I am honored and ready to serve.
— Deb Haaland (@DebHaalandNM) December 18, 2020
“She’ll be a true steward of our national parks, our natural resources and all of our lands,” Biden said about the nomination of Haaland, one of the first two Native American women ever elected to the US Congress in 2018.
“The federal government has long broken promises to Native American tribes who have been on this land since time immemorial.
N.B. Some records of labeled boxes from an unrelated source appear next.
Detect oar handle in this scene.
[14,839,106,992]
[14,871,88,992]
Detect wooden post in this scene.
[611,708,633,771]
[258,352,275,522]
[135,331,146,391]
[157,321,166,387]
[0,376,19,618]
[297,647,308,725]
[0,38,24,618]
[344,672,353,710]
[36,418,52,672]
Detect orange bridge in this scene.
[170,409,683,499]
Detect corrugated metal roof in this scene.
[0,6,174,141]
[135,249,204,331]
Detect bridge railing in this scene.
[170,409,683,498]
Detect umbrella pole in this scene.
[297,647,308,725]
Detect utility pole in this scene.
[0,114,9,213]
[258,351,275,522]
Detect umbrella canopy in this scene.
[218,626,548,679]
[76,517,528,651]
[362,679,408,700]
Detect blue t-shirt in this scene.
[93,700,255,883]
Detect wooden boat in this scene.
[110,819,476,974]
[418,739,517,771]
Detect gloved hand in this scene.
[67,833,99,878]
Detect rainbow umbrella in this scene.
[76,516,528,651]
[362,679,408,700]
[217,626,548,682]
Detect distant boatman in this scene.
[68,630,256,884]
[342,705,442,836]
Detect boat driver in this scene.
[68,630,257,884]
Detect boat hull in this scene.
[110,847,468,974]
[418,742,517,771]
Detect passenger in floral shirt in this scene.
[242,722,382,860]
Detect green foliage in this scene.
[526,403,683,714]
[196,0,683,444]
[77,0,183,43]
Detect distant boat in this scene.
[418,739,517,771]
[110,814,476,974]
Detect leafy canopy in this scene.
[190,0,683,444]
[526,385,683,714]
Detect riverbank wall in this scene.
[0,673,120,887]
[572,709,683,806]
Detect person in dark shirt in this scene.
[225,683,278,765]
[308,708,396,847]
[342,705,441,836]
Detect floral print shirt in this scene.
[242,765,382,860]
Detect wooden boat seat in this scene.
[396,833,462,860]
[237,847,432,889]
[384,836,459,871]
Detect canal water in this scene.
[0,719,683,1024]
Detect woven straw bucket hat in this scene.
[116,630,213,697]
With her appointment, Congresswoman Haaland will help me strengthen the nation-to-nation relationship.”
Haaland said on Saturday that she was honoured to accept the nomination. “I’ll be fierce for all of us – for our planet and for all of our protected land – and I’m honoured and ready to serve,” she said.
Biden has promised to urgently tackle climate change and put stronger environmental protections in place, as President Donald Trump’s administration has been widely criticised for its policies on the environment.
Last month, the US formally exited the Paris climate agreement, fulfilling a promise Trump made in 2017 to withdraw from the multilateral accord that he said was hurting the American economy.
Environmental groups have also slammed the Trump administration for relaxing domestic environmental protections, including opening up key wildlife areas to oil and gas exploration, and trying to undercut the work of the Environmental Protection Agency (EPA).
Antha Williams, global head of climate and environment at Bloomberg Philanthropies, told Al Jazeera earlier this month that Trump’s environmental record has been “abysmal”.
“It really has been the fox guarding the henhouse: putting a former coal industry lobbyist as head of the EPA defies common sense and the EPA mission,” she said, referring to Andrew Wheeler’s stewardship of the agency under Trump.
Biden has promised to overturn several of the incumbent’s policies, including cancelling a contentious oil pipeline project with Canada that Trump approved through a presidential order signed last year.
“These aren’t pie-in-the-sky dreams,” he said about his plan. “These are concrete, actionable solutions – and the team’s going to get it done.”
On Saturday, Biden also formally announced the nomination of Michigan Governor Jennifer Granholm to be his secretary of energy and Michael Regan, North Carolina’s top environmental regulator, to head the EPA.
If confirmed, Regan would be the first African American man to run the EPA, the Reuters news agency reported.
Regan said on Saturday that his nomination was “a dream come true”.
“Since the start of my career my goals have been the same: to safeguard our natural resources, to improve the quality of our air and our water, to protect our families and our communities, and to help them seize the opportunities of a cleaner, healthier world,” he said.
Biden also nominated Brenda Mallory, a former EPA lawyer, to chair the Council on Environmental Quality, and he appointed Gina McCarthy to serve as his climate adviser and Ali Zaidi to act as McCarthy’s deputy.